Trauma is something we have all experienced to some degree or another, and it’s something that we are all probably going through right now during this pandemic. So I wanted to try to explore what trauma is all about, as much for myself as for anyone else. Bear in mind that I’m no expert on trauma (or anything for that matter). I’m in the process of figuring trauma out because shame is often seen as a form of trauma. 

When I think of trauma, the metaphor that comes to mind is of being a kid stuck at the top of the high diving board at the local swimming pool. Your friend dares you to jump off the highest diving platform, and it looks easy enough from below. But when you climb all the way to the top, you look over the edge and freeze. It seems way too scary and dangerous! But you can’t turn around now either, just walking down seems scary and mortifying, what with the whole pool seemingly watching you. So you’re frozen and stuck. No way forward, no way back. It’s a seemingly impossible situation. So your system crashes, you dissociate from your body, or you collapse. Inevitably, some adult needs to help you down.

But because our system shut down before it could resolve that intense emotional experience, it’s like some part of our nervous system is trapped on top of that diving board forever. This single traumatic event becomes an instantaneous lesson about survival that our body will likely never forgot. Trauma has just taught us not to try to climb up or jump off of scary tall things ever again, a lesson it will enforce in future by shutting down whenever something remotely similar triggers that trauma. So you won’t be able to climb up a diving platform again even if you want to. 

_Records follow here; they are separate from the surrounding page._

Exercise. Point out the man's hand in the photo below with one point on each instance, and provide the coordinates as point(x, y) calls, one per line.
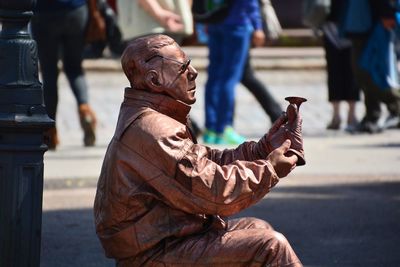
point(282, 164)
point(258, 38)
point(288, 126)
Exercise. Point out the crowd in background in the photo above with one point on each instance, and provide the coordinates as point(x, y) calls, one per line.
point(86, 28)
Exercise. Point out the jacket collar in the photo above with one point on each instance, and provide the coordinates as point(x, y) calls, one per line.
point(161, 103)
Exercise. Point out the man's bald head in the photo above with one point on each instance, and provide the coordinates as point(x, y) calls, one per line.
point(134, 58)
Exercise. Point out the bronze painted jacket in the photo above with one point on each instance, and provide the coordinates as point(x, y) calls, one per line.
point(157, 183)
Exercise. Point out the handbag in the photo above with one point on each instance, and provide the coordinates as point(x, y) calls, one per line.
point(272, 27)
point(315, 12)
point(135, 21)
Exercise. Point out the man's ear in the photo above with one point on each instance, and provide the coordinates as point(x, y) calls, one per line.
point(152, 80)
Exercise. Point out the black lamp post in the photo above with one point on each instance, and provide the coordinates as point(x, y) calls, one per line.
point(23, 120)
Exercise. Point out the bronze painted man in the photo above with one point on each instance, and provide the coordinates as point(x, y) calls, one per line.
point(162, 199)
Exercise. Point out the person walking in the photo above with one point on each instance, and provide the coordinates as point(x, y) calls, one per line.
point(60, 27)
point(228, 44)
point(340, 78)
point(361, 17)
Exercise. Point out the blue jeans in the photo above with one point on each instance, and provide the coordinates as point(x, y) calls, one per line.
point(228, 47)
point(61, 34)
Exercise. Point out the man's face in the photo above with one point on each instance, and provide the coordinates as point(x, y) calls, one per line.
point(177, 76)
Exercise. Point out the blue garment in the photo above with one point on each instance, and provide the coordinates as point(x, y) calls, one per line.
point(228, 44)
point(57, 5)
point(358, 17)
point(245, 12)
point(228, 47)
point(379, 58)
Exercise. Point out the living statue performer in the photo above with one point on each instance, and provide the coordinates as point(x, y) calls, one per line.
point(163, 199)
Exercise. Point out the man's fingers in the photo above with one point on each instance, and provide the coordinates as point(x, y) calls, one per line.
point(285, 146)
point(278, 123)
point(293, 159)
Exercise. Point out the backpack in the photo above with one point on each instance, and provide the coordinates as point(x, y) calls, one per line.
point(210, 11)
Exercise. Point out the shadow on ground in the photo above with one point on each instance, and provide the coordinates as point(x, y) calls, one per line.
point(339, 225)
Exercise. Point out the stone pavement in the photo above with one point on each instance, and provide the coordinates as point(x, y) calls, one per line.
point(341, 209)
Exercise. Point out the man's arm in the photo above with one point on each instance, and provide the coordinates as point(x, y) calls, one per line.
point(188, 179)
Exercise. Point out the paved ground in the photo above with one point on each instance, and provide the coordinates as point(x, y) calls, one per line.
point(341, 209)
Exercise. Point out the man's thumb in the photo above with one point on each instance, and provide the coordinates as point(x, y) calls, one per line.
point(286, 145)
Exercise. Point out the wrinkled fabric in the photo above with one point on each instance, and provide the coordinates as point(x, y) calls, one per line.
point(158, 188)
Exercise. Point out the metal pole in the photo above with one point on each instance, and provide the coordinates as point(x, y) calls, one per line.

But there are other forms of trauma, like shame, which condition us more gradually (especially when we are children) through bursts of unpleasant feeling whenever we perceive ourselves as being in danger of social rejection, scorn, neglect, or disrespect. This subtle but relentless conditioning is also a form of rapid, indelible learning, and it actually “helps” us construct our very sense of reality based on cultural pressure.